Mousses are distinguished from hairsprays or hair setting sprays which are typically used during the final step in holding the set of the hair. Such hairsprays tend to form a film, with flexibility provided by plasticizers that allow the hair to have some freedom of motion. Pressurized hair spray is generally a solution of film-producing resins in an alcohol solvent, together with an appropriate propellant, usually packaged in a tin can. When sprayed on the hair, the product forms droplets of resin, which, when dry, impart support and stiffening properties to the individual hair fibers, by forming junctions between adjacent or intersecting hair fibers and thereby yielding a rigid network.
Although hair sprays may be dispensed from an air pump, it is at present not practical to dispense the mousse products other than from an aerosol can. In particular, in forming a foam, it is preferred that at least the foam-forming components of the mousse be dispersed in an aerosol vehicle prior to being dispensed. Mousses are, in general, not alcoholic solvent solutions, but contain substantial quantities of water which introduce problems of corrosion of the aerosol containers.

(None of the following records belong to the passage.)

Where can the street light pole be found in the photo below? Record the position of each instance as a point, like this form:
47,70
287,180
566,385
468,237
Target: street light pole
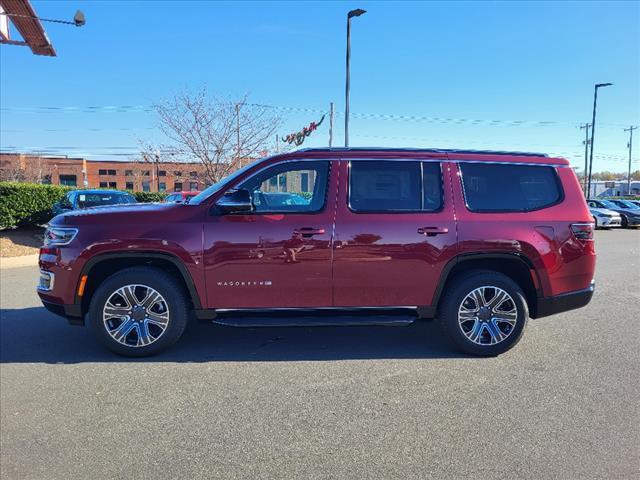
593,132
352,13
630,145
586,126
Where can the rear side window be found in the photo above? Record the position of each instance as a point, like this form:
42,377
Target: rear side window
394,186
509,188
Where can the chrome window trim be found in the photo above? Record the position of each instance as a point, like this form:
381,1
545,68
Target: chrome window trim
483,212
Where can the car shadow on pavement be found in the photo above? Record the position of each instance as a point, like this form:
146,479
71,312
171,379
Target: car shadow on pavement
33,335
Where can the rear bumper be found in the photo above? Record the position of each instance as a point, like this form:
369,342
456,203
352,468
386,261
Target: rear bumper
562,303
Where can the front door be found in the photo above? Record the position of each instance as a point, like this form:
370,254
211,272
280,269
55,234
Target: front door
278,256
395,231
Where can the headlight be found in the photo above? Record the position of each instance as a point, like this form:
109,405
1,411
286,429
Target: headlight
57,236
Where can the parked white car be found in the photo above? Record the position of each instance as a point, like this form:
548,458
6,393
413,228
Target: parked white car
605,218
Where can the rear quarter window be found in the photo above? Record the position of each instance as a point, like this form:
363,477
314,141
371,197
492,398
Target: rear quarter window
509,188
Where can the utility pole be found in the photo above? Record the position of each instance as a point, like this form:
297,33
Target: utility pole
630,145
593,130
238,131
331,125
586,142
351,14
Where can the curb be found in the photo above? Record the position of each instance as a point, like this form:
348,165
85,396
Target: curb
17,262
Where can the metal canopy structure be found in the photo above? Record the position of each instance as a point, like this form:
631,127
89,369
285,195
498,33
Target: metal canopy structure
25,20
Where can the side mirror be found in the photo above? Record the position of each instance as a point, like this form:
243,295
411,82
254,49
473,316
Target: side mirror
235,201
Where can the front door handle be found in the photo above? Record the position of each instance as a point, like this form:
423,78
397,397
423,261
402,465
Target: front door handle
309,231
432,231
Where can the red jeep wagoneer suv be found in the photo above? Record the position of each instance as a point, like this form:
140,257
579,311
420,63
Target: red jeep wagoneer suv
479,240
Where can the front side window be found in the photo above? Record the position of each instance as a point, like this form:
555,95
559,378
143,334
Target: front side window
395,186
279,189
509,188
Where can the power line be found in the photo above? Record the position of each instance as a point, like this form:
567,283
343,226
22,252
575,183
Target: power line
360,115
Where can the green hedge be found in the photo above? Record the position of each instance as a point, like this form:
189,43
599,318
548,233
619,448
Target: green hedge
30,204
27,204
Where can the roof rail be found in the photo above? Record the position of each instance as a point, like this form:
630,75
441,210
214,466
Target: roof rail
426,150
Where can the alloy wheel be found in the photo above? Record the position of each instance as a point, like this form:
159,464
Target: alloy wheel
135,315
487,315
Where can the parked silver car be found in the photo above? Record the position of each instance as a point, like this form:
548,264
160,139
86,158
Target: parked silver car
605,218
629,213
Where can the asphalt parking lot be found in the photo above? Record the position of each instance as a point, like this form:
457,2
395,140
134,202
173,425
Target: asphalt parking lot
328,402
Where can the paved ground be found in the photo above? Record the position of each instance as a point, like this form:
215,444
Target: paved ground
328,402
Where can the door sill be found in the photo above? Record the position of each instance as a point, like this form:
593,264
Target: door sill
328,317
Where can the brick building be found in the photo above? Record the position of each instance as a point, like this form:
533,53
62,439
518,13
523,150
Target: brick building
121,175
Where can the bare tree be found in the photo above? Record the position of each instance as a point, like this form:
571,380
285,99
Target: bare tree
218,133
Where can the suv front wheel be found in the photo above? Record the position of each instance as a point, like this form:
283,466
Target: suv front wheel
484,313
139,311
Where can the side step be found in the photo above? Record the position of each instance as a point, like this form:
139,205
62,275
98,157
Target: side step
307,318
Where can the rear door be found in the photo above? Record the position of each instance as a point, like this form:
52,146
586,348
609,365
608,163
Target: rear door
395,231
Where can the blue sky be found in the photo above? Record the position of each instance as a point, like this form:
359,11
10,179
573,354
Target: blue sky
495,75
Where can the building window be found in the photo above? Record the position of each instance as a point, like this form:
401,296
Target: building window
68,180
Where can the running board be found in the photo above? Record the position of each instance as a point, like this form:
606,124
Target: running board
315,319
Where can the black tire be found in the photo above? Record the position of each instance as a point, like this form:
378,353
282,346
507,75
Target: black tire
625,222
175,304
458,291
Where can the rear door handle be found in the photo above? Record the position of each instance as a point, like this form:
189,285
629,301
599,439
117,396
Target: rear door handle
309,231
432,231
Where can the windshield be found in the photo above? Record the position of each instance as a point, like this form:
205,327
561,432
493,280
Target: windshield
216,187
625,204
86,200
609,204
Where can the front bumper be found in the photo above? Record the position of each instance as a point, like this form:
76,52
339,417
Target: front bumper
562,303
609,222
633,221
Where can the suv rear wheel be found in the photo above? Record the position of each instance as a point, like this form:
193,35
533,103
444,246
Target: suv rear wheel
484,313
139,311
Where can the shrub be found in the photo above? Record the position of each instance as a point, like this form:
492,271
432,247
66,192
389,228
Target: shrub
148,197
31,204
27,204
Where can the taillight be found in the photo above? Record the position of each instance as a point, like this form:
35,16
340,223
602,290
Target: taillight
582,231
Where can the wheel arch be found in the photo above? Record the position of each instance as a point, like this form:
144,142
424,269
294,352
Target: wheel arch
101,266
516,266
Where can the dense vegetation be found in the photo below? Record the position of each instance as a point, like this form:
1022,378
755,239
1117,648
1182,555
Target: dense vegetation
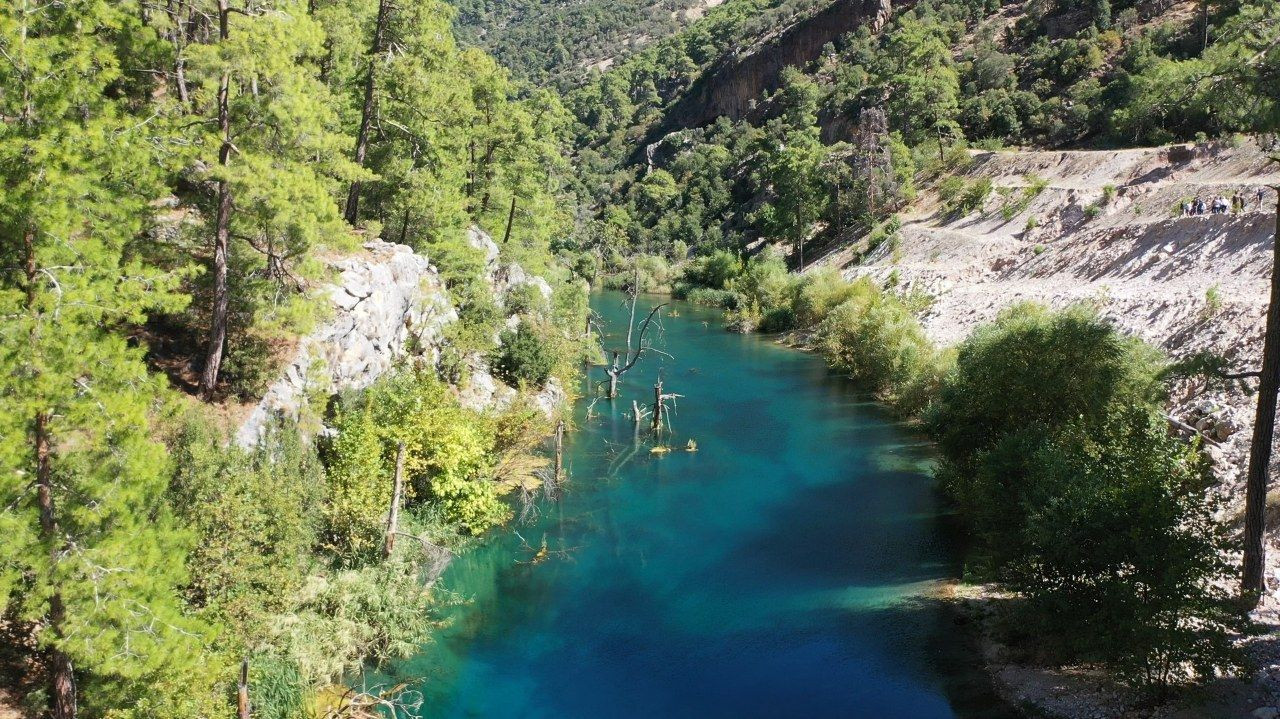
176,177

Despite these differences, the similarity of purpose of the hairsprays and mousses have led prior designers of mousses to include in their products the most efficacious components previously known to them from hair sprays and to neglect the interaction between the product that they were developing and the container from which it would have to be dispensed. As a result, mousses known before the present invention were extremely corrosive and had to be dispersed in relatively expensive aluminum aerosol containers.
This conventional approach has led prior designers to employ quaternary cationic materials in their mousse products to impart combability and control of flyaway of the hair due to static charge. The fact that hair tends to be negatively charged from combing possibly led to the belief that such cationic products would be necessary to adhere the product to the hair, since cationic materials are inherently positively charged.

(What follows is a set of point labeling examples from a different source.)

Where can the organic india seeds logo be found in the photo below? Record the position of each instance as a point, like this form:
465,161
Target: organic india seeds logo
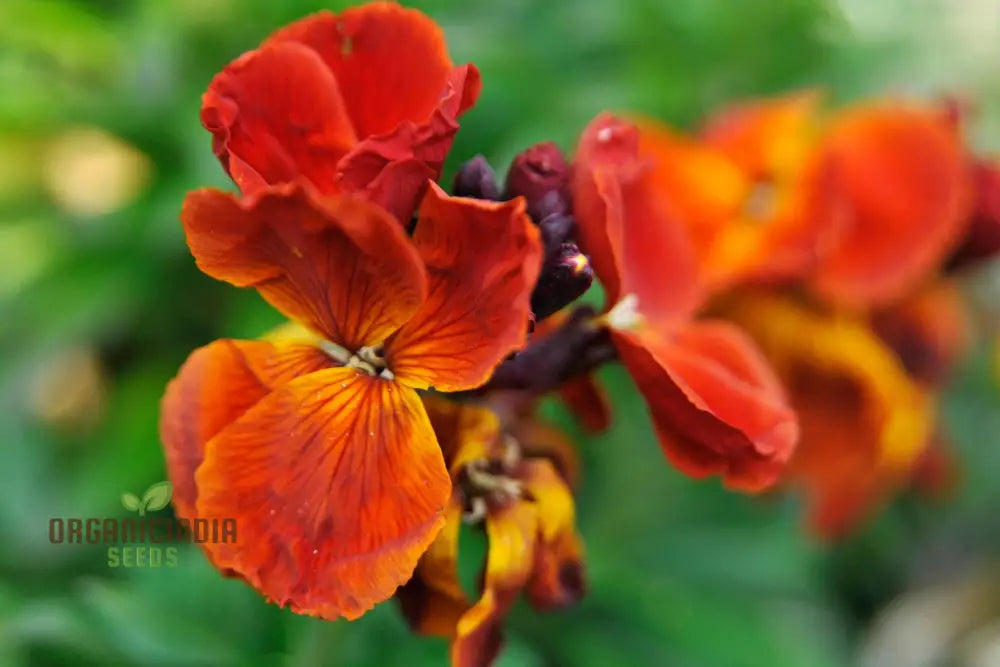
156,498
143,541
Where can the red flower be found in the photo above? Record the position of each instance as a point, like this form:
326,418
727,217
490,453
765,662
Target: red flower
317,443
365,101
716,405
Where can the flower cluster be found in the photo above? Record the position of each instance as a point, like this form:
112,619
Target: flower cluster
778,286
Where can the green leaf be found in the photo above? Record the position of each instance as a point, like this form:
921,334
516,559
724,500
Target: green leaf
157,496
130,501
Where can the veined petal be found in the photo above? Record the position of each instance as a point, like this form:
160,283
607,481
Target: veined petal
928,331
337,486
864,422
902,174
482,262
636,245
716,405
587,400
276,115
217,384
343,266
391,62
557,577
512,533
433,601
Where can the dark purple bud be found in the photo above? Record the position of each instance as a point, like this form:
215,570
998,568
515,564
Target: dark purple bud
566,275
537,172
556,230
551,204
476,179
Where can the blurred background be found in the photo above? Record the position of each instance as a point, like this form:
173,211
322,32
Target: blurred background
100,302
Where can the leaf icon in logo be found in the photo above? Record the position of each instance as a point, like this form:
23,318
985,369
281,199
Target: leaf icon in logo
130,502
157,497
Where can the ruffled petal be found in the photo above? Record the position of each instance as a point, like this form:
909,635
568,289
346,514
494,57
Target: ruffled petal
539,439
750,194
337,486
464,431
401,92
512,533
557,576
928,331
433,601
276,115
864,421
635,244
342,267
716,405
217,384
901,172
394,169
482,262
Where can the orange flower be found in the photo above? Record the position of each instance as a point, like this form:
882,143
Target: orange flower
901,175
865,422
716,406
750,190
365,101
529,517
318,444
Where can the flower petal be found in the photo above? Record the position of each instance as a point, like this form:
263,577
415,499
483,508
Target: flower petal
337,486
217,384
391,62
586,399
716,405
433,601
342,267
557,577
512,532
864,422
464,431
482,261
635,245
902,173
276,115
767,137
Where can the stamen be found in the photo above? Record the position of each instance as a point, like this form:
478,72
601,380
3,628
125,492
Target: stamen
336,352
625,314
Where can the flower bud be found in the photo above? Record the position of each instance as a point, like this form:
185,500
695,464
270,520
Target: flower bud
556,230
566,275
476,179
537,172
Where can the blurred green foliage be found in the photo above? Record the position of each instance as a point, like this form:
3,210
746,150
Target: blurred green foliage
100,303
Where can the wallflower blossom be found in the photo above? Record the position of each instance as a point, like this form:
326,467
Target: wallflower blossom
319,444
365,101
716,406
513,486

There has been some suggestion, for hair products to be rinsed from the hair, of employing cationic polymers, but only in conjunction with specific anionic polymers and non-ionic surface-active agents. For example see U.S. Pat. Nos. 4,240,450 and 4,371,517.
The problem with the cationic materials in a mousse is that they attack the material from which the most economical containers could be made, namely, tinplated steel containers.
At present, relatively expensive aluminum cans are employed for mousse type sprays. They cost substantially more than the cost of standard, three-piece steel cans having epoxy coatings.
It is an object of the present invention to provide a mousse hair product that is adapted to be dispensed from epoxy-coated, tinplated steel aerosol containers.
It is a further object of the present invention to provide a composition for a mousse hair product that avoids the corrosive effects of quaternary cationic materials on such aerosol containers.
It is a further object of the present invention to provide a novel mousse product employing a long chain nonionic ester hair styling component.
It is the still further object of the present invention to provide a mousse hair product having the foregoing advantages without detracting from the hair styling properties of the mousse styling product.